On May the 12th Shell claims that its offshore Brutus platform spewed 88,200 gallons of crude (2,100 barrels) into the Gulf of Mexico. The spill in Shell’s Glider field created a 13 mile long by 2 mile wide oil slick in an area 97 miles south of Port Fourchon, Louisiana. Shell offered the standard commentaries as dictated by their post-spill public relations protocols. The incident has been contained the said and “cleanup operations are underway.” Shell spokesperson Kimberly Windon added, “no release is acceptable, and safety remains our priority as we respond to this incident.”
Historically post spill press releases from the offending company tend to radically underplay the amount spilled and the dangers that these spills pose.
BP infamously underplayed the magnitude of the Deepwater Horizon
spill in the Gulf of Mexico. A total of eleven men died on that day in
2010. This oil spill went on to become the largest in history leaking a
staggering 3 million barrels of oil to into the Gulf. The cost to marine
life has been devastating and it is being felt to this day. In 2015 BP reached a settlement with the US government in which it agreed to pay $20 billion in fines and penalties.

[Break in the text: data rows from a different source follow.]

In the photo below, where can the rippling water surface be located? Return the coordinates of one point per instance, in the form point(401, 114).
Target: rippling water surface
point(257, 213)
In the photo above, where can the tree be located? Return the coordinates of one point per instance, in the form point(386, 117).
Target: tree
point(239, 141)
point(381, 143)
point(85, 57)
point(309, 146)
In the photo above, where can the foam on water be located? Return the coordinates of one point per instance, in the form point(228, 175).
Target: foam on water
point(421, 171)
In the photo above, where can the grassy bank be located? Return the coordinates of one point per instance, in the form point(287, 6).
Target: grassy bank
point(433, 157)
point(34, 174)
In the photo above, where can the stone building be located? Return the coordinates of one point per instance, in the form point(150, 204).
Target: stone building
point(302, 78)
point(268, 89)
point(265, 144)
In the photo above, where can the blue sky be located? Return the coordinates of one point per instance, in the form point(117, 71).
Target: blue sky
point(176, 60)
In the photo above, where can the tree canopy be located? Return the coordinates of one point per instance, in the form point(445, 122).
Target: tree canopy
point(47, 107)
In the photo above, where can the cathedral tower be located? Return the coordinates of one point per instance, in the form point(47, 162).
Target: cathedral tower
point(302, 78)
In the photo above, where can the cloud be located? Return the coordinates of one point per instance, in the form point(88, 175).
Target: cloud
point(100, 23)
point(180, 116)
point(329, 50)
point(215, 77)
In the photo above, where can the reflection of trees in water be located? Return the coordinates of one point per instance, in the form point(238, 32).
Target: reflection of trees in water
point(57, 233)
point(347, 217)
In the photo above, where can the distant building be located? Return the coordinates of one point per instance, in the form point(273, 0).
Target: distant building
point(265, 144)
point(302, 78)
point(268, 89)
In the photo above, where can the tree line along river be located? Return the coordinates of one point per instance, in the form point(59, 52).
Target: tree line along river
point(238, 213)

The recent Shell leak appears to have originated in a
subsea well-head flow line that connects four wells in the Green Canyon
area to the Brutus platform. In 2011 another of Shell’s flow lines sprung a leak, the time in the North Sea. Shell has also been the subject of derision for its test drilling in the Arctic. Their Arctic drilling exploits have not gone well. First one of their oil rigs ran aground and then they abandoned the Arctic as the price of oil fell below the point where this oil was financially viable. Then on Friday May 13th Shell was forced to give up all of its oil concessions in the Arctic except one.
The May 11th oil spill adds to the large and growing number of spills. This is but the latest of “thousands” of oil industry accidents in the Gulf of Mexico every year. In fact spills have become commonplace, as evidenced by this summary of fossil fuel spills in 2015.
Whether by pipe, rail or tanker, oil cannot be safely transported. Offshore oil has its own unique set of risks that set it apart and make it an even more dangerous proposition. However, offshore oil is an avoidable tragedy.
For these and other reasons President Obama is being pressed to deny any additional offshore oil drilling leases in the Gulf.